The Queue #26

Myopia over wrappers, GPT-3's moment in the sun, the stickiness of structural advantages

Short reads ⚡️

Yours truly, with some observations on ‘wrappers.’ I’ve seen a pattern in startups that target technical users wherein their product is dismissed as ‘just a wrapper around X.’ This view is severely myopic and misses enormous opportunities! Taylor Clauson


Chris Keller, writing on the persistence of returns (or lack thereof) in venture firms. He does a great job of pointing out that finding structural advantages in their managers is one of the only viable strategies for LPs wanting to achieve durable returns. Chris Keller


In his parting gift to his country, John Lewis wrote a beautiful and challenging essay to be published on the day of his funeral. Sad to lose a hero, but a moving message. New York Times


Long read 🎇

Cloudflare is fantastic, and its Workers product is fascinating.

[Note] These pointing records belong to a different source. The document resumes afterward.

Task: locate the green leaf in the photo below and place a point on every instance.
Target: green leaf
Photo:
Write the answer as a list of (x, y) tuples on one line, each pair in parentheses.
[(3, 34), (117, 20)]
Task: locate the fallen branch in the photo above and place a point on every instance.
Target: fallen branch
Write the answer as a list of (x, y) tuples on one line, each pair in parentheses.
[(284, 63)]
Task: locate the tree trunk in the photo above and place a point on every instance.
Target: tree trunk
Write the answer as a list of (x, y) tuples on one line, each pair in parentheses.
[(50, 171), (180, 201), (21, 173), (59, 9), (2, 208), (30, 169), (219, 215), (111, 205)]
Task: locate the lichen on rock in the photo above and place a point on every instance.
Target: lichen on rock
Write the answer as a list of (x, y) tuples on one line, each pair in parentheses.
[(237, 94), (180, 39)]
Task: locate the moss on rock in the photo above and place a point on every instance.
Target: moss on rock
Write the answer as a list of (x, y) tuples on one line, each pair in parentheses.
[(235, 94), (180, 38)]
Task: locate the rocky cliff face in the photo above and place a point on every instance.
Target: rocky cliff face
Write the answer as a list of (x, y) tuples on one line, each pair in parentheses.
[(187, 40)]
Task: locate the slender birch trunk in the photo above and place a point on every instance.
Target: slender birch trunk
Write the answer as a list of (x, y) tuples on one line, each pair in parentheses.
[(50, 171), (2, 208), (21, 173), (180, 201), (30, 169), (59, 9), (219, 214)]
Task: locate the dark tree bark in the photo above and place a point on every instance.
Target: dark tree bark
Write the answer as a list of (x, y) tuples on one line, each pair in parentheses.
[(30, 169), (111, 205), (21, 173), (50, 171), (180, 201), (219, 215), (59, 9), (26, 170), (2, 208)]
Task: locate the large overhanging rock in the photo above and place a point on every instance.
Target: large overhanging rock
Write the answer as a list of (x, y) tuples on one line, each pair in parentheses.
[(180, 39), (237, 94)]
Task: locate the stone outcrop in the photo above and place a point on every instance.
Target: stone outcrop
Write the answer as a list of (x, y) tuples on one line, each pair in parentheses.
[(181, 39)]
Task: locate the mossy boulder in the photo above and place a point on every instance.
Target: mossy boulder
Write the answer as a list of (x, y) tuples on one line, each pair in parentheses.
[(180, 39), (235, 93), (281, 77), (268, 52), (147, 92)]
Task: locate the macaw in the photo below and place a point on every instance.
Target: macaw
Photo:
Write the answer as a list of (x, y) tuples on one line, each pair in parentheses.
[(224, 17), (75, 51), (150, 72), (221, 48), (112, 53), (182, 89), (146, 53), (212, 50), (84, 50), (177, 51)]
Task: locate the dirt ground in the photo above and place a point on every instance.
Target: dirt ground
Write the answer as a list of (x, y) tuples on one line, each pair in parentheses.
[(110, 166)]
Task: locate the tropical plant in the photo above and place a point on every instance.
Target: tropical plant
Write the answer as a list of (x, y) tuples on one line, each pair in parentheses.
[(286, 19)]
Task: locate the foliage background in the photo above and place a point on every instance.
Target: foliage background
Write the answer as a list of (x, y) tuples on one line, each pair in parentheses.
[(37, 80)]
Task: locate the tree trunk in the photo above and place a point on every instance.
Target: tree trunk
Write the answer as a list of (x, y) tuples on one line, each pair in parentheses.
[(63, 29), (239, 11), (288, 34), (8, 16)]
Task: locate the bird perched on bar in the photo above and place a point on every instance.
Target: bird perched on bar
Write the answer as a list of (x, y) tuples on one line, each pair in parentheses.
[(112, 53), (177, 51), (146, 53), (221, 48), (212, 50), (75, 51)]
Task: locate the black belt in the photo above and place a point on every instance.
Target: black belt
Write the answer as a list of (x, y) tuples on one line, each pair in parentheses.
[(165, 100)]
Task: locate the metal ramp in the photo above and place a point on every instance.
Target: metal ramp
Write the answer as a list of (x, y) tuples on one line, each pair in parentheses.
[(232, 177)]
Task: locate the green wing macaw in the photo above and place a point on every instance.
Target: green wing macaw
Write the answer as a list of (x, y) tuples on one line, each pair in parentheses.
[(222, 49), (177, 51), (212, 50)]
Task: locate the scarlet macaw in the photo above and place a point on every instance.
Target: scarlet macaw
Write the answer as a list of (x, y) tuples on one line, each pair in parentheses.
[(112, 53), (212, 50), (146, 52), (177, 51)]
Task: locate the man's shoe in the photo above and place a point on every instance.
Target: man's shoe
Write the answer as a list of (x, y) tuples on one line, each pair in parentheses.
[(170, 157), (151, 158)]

They had some big announcements this week; it’s going to be fun to watch edge compute continue to make its way into mainstream applications and open the door for new types of applications. This post is particularly worth reading because of CEO Matthew Prince’s “Hierarchy of Developer Needs”:

I'd propose instead that what developers on any platform need, from least to most important, is actually: Speed < Consistency < Cost < Ease of Use < Compliance. Call it: Matthew’s Hierarchy of Developers’ Needs. While nearly everyone talking about edge computing has focused on speed, I'd argue that consistency, cost, ease of use, and especially compliance will ultimately be far more important. In fact, I predict the real killer feature of edge computing over the next three years will have to do with the relatively unsexy but foundationally important: regulatory compliance.

I am unsure about the relative positions of the last two. A nontrivial number of developers, particularly as they are getting something new started, optimize for Ease of Use as their greatest need and then attempt to layer in Compliance down the road. I might go so far as to rename ‘Ease of Use’ in this context to ‘Speed of Implementation,’ and that’s precisely why I think it jockeys for that most important position. The rate of iteration in producing software is paramount.

Graphic I love: GPT-3’s Parameters 📊

I know, I know… no one wants to hear anything more about OpenAi’s GPT-3 language model right now. Honestly, I don’t either. The hype train has achieved escape velocity. That said, this graph showing how many parameters were used in its training (175 billion) is a marvel to review. Too frequently, we let phrases like orders of magnitude and exponential improvement slip into our vernacular when we are describing something impactful. But it’s far rarer to pause and look at something representing orders of magnitude improvement over the steady-state. GPT-3 has limitations, but coupling its flexibility with its few-shot learning feels like a refreshing example of what’s possible when you lower the barriers to build and provide a better starting point. I’m particularly bullish on some of the applications that involve making software development easier for ‘shallow’ technical users (those without a CS degree or extensive programming background).

Wikipedia rabbit hole 📖

The wrong type of snow. The British version of “you’re holding it wrong.”

Parting thought 🤔

The only thing that could make pandemic life worse would be a new Nickelback album.